“Merito” di Hitler che perseguitò Gropius e i più bravi architetti del ‘900
Tel Aviv è la città con più edifici in stile Bauhaus al mondo, oltre 4.000. Bauhaus è la scuola architettonica nata nel 1919 in Germania, che ha esercitato decisiva influenza sulla architettura moderna, inclusa quella italiana, ancorché chiamata fascista. Nella loro versione originale, i giovani architetti della Bauhaus erano di sinistra. La scuola fu riconosciuta dal Governo di Weimar nel 1919. Due anni prima c’era stata la rivoluzione in Russia, l’Europa, Italia compresa, era tutta un fermento.
Il centenario della Bauhaus, nel 2019, fu annunciato dal New York Times con un paio di articoli ma complessivamente l’evento cadde nel silenzio mondiale. Ma torniamo indietro di un secolo.
Con l’avvento di Hitler al potere, per quelli della Bauhaus fu il momento della chiusura e della persecuzione. Molti erano ebrei, una indubbia aggravante.
La maggior parte di loro (Van der Rohe in testa) emigrarono in America, esercitando una notevole influenza sulla architettura del dopoguerra. Esemplare il grattacielo noto come Seagram Building, il cui pianterreno, occupato dal ristorante Four Seasons per mezzo secolo, ospitava a pranzo e cena il top della politica e dell’editoria americana.

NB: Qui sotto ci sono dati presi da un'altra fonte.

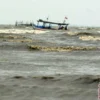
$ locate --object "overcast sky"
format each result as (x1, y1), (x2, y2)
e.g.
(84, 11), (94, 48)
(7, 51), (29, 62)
(0, 0), (100, 26)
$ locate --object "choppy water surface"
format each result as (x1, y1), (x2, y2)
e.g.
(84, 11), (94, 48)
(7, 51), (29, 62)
(0, 28), (100, 100)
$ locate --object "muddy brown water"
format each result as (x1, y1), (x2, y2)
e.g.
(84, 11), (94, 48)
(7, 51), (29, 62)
(0, 29), (100, 100)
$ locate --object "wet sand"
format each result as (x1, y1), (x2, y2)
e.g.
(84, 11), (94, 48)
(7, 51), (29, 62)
(0, 26), (100, 100)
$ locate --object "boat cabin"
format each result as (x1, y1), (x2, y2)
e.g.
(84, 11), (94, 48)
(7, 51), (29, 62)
(36, 19), (69, 30)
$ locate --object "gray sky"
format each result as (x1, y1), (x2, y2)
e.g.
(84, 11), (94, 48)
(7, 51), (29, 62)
(0, 0), (100, 26)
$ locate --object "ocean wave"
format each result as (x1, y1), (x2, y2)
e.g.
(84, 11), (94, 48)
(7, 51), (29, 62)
(67, 31), (93, 36)
(28, 45), (98, 52)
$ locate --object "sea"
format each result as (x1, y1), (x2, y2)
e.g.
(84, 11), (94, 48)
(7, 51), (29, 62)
(0, 27), (100, 100)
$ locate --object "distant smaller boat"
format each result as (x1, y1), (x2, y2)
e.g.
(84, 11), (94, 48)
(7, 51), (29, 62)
(33, 19), (69, 30)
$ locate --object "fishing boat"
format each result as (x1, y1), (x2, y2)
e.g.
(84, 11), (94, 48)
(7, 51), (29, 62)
(33, 19), (69, 30)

Alcuni seguaci della Bauhaus scelsero come meta Israele, che in quell’epoca iniziava ad assumere i caratteri di nuova terra promessa che diventò realtà dopo la guerra e la fine del nazismo e del fascismo.
Le case in stile Bauhaus di Tel Aviv sono concentrate in un quartiere conosciuto come la Città Bianca di Tel Aviv, costruìto negli anni ’30 del secolo scorso. Fu voluta dall’allora sindaco di Tel Aviv, Meir Dizengoff, col beneplacito degli inglesi, da cui dipendeva Israele fino al 1948 (anno di nascita del nuovo stato ebraico).
Furono costruiti nell’arco di pochi anni oltre 4.000 edifici, tirati su appunto secondo lo stile Bauhaus, trapiantato nella città israeliana, quando sulle dune a nord di Jaffa, antico insediamento palestinese, ebbe inizio la costruzione della moderna Tel Aviv. Solo in seguito, negli anni 70, conobbe lo sviluppo verticale che oggi caratterizza la parte più moderna della città.
Il delizioso nucleo abitativo chiamato la “città bianca”, insediato tra la Promenade che costeggia il mar Mediterraneo e il Centro, intorno all’area commerciale della città, è dal 2003 patrimonio culturale dell’Umanita’.
In una città così giovane, quelle costruzioni chiare, basse e dalle essenziali linee ondulate, quasi sempre immerse nel verde, rappresentano la zona “storica” di Tel Aviv che comunque, nella parte araba di Jaffa (la municipalità è detta Tel Aviv-Jaffa) ha una storia millenaria, in quanto secondo la leggenda semitica, fu fondata da Jafet, figlio di Noè.
Fedeli alla ispirazione socialista, quelle palazzine sono costruzioni semplici, popolari. Ma chi le abita si ritiene un privilegiato e assicura che con quello che ha speso per comprare quei 70/80 metri quadrati, a New York vivrebbe al Trump Plaza, a Roma in una residenza del ‘600 e a Londra vicino ai giardini di Kensigton.